Voilà maintenant deux mois que nous vivons au rythme d’une saga juridico-politico-médiatique qui brouille de façon inattendue les idées que nous nous faisons des rapports intimes et traditionnellement considérés comme privés entre un homme et des femmes et qui, une fois étalés sur la place publique, nous forcent à en repenser les liens.

Disons d’emblée que ce qui est intéressant dans cet événement n’est pas tant le fait divers, mais bien ce qu’il révèle des transformations en cours pour les relations entre les sexes. Les médias du monde entier ne se sont pas trompés en relayant à l’envi des informations plus ou moins inédites d’un épisode historique où le sexe, l’argent, le pouvoir le disputent aux règles élémentaires de moralité et de démocratie ! Il y a, à n’en pas douter, dans le traitement politique des rapports entre les sexes, un avant et un après qui a conduit à ce que le fait divers DSK devienne l’affaire DSK !

Jusqu’ici, si les affaires de mœurs, comme on les appelait de façon pudique, ont toujours existé, la règle explicite du fonctionnement de la démocratie a été de les renvoyer dans le domaine dit privé. Ainsi, une des revendications essentielles des grandes figures des féminismes occidentaux, tant dans les années 1900 que 1970, a été d’abolir cette dichotomie entre le public et le privé pour permettre aux femmes de participer pleinement à la vie politique. Que ce soient les féministes maternalistes qui ont fait entrer une grande partie des fonctions de maternage autrefois gratuites et privées comme un élément essentiel de la construction de l’État providence ou les féministes de l’égalité qui ont fait aligner les droits civiques et civils des femmes sur ceux des hommes, toutes ont mis au cœur des revendications féministes une transformation de ce qui est considéré comme personnel et privé en politique et public.
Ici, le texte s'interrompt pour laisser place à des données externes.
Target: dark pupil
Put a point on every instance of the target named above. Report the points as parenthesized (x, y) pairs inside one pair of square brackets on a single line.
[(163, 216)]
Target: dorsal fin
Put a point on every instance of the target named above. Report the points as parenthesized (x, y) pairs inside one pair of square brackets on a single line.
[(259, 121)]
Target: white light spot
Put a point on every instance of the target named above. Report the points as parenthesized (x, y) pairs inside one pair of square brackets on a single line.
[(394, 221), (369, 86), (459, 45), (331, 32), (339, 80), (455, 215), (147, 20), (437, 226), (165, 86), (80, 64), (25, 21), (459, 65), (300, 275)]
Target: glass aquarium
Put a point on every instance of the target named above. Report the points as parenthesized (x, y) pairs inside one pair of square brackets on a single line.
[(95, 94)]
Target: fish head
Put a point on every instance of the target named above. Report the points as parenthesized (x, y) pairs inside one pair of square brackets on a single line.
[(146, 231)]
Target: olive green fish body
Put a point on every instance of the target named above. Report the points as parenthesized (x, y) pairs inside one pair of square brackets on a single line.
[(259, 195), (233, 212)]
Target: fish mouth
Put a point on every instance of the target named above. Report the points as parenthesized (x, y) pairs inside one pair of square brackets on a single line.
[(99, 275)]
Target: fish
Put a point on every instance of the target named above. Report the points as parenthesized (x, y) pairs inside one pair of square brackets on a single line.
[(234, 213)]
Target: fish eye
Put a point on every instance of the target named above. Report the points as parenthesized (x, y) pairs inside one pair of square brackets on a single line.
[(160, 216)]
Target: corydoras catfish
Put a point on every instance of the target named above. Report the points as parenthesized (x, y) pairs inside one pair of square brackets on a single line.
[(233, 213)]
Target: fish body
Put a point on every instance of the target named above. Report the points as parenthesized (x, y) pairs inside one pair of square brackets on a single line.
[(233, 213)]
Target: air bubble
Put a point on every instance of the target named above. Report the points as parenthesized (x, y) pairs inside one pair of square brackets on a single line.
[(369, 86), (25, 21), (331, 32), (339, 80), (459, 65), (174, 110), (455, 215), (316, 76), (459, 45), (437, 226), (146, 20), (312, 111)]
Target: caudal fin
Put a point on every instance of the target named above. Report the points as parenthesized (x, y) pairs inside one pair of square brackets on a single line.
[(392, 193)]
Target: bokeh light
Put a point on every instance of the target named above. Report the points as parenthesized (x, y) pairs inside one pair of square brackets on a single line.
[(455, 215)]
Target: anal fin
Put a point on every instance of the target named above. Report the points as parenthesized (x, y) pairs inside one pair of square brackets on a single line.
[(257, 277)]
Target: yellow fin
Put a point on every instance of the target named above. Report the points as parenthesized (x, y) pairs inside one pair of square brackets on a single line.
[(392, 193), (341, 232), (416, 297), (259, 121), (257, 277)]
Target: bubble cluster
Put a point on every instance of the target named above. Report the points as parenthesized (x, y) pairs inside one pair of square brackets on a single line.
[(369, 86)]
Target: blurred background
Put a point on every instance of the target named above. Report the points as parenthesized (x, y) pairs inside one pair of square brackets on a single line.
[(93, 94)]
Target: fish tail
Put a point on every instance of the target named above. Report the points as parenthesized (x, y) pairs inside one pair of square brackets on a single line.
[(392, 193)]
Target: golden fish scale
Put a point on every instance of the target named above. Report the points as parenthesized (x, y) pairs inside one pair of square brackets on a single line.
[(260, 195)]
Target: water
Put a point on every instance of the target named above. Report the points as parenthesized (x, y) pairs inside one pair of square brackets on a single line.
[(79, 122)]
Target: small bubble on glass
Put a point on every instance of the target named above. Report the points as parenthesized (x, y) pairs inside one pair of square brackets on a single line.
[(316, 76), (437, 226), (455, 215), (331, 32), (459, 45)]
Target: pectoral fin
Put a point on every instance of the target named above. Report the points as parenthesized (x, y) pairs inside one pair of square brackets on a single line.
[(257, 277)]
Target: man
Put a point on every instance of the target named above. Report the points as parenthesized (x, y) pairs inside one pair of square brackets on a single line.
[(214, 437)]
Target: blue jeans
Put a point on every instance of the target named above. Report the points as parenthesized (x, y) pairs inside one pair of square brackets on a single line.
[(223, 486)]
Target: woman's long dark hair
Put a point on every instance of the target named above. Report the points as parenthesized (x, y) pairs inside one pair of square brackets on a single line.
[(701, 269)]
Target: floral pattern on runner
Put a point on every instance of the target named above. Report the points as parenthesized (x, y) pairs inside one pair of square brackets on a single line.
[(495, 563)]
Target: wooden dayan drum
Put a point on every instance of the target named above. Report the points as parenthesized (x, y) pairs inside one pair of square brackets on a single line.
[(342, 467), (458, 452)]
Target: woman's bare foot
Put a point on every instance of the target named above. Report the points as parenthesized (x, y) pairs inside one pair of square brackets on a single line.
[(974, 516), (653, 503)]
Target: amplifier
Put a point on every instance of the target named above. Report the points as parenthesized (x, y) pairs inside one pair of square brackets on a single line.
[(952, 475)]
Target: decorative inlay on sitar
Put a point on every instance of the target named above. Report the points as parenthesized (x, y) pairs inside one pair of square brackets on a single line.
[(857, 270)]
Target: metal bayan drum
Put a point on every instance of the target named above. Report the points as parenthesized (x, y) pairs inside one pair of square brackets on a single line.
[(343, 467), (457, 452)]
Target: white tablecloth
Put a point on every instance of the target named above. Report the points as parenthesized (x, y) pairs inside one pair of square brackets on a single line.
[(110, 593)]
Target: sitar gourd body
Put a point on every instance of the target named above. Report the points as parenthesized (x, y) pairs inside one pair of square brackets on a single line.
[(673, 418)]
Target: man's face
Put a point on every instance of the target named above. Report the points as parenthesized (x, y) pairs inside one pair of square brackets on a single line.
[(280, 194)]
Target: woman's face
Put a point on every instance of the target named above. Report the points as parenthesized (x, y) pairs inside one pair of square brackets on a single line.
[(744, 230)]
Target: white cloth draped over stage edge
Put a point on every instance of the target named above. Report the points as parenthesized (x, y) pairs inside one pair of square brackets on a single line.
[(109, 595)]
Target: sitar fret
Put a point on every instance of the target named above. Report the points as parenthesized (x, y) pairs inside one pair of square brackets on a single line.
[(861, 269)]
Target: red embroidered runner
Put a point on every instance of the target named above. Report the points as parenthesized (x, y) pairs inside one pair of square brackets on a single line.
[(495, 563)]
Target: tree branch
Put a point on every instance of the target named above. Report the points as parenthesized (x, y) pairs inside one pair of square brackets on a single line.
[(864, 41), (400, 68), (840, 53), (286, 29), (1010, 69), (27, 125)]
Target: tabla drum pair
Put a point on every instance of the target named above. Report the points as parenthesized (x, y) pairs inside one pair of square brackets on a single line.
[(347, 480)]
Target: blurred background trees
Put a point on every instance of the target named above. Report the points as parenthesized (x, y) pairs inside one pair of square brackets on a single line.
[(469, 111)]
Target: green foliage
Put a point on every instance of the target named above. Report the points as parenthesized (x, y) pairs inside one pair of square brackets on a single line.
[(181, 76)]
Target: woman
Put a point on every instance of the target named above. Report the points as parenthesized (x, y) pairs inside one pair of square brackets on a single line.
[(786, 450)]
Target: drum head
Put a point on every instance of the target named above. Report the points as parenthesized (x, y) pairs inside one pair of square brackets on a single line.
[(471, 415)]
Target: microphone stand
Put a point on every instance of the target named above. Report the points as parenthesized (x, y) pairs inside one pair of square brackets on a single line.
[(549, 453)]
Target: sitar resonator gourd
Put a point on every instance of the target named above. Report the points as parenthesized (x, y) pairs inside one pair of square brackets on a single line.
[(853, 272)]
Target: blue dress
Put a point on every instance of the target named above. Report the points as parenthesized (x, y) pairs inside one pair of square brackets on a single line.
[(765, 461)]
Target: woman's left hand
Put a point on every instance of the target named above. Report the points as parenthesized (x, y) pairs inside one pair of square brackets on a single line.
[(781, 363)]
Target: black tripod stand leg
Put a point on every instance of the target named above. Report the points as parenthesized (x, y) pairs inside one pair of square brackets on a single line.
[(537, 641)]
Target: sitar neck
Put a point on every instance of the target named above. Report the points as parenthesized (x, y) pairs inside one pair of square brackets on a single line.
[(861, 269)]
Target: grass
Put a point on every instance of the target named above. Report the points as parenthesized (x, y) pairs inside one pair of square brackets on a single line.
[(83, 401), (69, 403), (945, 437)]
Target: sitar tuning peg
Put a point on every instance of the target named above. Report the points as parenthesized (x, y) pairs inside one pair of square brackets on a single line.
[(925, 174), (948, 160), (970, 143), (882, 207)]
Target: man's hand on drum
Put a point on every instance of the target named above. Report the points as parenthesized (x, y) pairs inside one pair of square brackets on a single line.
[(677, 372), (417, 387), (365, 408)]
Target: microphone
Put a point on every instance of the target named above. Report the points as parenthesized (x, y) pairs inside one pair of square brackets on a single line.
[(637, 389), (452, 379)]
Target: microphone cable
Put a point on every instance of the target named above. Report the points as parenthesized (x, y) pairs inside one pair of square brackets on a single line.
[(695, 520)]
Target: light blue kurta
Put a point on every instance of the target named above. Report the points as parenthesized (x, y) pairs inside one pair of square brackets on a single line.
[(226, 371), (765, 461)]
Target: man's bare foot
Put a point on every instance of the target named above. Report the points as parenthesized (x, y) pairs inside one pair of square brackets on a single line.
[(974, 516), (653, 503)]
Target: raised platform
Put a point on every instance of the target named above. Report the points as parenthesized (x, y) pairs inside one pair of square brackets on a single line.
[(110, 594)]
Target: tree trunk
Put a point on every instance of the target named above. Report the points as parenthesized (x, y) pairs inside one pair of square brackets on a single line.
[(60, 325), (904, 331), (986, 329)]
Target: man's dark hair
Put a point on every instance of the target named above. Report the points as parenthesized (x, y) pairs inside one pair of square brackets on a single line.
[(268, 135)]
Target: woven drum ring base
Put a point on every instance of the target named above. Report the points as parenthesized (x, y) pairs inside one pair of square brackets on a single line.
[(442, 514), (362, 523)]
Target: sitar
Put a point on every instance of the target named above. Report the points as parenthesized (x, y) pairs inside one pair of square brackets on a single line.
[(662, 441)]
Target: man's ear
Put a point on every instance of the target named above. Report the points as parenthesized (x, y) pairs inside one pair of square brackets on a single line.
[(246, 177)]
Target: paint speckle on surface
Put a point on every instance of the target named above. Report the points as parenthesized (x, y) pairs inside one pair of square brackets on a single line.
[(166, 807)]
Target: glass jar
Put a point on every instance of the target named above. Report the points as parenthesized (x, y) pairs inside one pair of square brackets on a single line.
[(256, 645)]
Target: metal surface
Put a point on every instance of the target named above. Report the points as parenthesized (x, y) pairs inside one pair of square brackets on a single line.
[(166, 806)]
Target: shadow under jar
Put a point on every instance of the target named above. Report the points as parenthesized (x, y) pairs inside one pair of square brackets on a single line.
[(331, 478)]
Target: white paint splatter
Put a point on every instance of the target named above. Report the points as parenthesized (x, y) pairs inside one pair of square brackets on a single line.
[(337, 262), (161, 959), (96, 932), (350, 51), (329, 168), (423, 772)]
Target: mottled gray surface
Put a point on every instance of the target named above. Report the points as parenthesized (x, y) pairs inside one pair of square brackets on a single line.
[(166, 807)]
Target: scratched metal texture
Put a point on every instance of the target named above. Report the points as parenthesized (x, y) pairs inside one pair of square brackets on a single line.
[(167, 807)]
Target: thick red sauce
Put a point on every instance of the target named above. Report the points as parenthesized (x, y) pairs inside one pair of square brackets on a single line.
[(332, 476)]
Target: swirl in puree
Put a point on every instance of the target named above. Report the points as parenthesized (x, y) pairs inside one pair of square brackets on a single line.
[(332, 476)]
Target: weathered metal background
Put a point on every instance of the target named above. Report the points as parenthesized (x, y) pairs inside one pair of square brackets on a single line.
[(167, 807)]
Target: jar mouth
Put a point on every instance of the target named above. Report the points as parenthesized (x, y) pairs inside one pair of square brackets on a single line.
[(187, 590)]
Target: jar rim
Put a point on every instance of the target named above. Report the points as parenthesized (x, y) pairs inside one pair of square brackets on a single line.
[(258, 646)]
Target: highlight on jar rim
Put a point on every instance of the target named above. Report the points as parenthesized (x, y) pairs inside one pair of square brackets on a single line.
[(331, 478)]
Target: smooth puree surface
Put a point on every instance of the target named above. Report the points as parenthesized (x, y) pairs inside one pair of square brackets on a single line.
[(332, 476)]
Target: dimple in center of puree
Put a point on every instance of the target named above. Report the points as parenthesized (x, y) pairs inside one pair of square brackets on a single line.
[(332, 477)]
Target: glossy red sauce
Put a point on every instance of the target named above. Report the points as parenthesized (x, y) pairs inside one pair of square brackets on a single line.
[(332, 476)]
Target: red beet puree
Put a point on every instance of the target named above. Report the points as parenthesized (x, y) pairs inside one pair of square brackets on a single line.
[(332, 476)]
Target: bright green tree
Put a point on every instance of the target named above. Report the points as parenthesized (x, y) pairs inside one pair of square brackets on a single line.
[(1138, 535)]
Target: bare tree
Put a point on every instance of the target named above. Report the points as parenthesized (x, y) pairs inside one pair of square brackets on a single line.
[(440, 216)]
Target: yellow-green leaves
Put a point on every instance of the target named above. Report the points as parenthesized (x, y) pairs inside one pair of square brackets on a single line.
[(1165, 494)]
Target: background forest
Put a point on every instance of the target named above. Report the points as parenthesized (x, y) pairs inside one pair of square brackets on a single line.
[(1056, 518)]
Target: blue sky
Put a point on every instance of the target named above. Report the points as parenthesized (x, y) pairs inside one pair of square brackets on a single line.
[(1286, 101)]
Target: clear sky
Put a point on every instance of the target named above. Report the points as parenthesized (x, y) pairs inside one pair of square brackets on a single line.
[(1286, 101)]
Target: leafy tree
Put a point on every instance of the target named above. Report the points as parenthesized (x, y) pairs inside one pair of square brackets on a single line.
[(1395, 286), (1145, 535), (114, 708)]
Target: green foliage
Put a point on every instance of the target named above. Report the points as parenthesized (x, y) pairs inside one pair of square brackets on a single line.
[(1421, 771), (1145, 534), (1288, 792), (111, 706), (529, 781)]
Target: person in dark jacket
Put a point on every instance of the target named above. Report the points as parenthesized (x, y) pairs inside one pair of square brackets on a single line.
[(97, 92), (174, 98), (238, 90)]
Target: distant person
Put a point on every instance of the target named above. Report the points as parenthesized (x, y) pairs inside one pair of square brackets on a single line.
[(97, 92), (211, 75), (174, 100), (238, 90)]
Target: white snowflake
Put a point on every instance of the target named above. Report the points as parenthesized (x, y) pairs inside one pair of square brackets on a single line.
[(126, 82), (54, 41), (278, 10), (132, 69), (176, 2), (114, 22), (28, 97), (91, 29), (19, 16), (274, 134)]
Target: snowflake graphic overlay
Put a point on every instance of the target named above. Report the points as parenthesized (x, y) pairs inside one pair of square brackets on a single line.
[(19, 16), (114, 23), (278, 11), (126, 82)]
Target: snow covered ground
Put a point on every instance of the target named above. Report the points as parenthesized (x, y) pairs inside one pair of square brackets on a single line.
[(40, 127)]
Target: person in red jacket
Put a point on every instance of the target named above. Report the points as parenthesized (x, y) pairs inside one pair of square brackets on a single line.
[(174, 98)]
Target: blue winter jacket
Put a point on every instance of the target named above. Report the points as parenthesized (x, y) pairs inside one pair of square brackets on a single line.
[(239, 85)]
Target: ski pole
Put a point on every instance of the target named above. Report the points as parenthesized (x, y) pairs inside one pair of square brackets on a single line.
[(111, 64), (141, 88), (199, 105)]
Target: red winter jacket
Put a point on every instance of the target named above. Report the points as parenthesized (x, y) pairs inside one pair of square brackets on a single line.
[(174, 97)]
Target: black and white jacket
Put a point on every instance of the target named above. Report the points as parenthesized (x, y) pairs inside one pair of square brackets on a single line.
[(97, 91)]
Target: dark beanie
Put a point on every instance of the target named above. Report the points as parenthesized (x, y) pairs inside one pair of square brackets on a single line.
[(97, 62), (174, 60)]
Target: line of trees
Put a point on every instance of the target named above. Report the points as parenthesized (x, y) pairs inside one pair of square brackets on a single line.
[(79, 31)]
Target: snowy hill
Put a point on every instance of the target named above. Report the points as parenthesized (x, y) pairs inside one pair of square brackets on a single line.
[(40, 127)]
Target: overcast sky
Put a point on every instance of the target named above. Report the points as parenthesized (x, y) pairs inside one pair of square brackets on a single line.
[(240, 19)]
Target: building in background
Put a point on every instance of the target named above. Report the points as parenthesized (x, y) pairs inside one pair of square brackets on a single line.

C’est le sens du slogan féministe des années 1970, le privé est politique !

Plus particulièrement, le respect du corps des femmes, de leur consentement à entrer ou non dans une relation sexuelle sont désormais une des bases des États de droit. C’est même grâce à cette conception féministe et humanitaire que la plaignante new-yorkaise a obtenu son visa de réfugiée politique aux Etats-Unis. Il importe certes pour la justice américaine de savoir si elle a utilisé délibérément le système (par exemple en "inventant" l’histoire du viol collectif pour justifier sa demande de visa), mais viols collectifs, excisions : nous sommes bien là dans ces anciens espaces privés devenus publics et politiques.

Que cette femme ait pu recourir au droit américain pour se défendre contre des violences sexuelles, elle qui en a fait une condition de son émancipation ou à tout le moins de son émigration, a de quoi surprendre mais s’avère tout à la fois effet pervers du système et mesure de protection permettant d’assurer l’égalité des femmes. Car ce qui lui permet aujourd’hui d’être une plaignante et donc un sujet de droit est exactement à l’inverse de ce qui a conduit une militante socialiste de longue date à taire sa propre relation avec DSK et à faire taire sa fille pendant 10 ans ! On mesure donc ici le chemin parcouru et le tremblement de terre que cette affaire DSK a aussi permis : que les femmes dénoncent les violences et pressions exercées sur elles dans le cadre de leur émancipation économique, puisqu’il s’agit bien là, pour Anne Mansouret et Tristane Banon, de femmes qui ont fait intrusion dans les sphères masculines, l’une comme femme politique et conseillère générale, l’autre comme journaliste et écrivaine.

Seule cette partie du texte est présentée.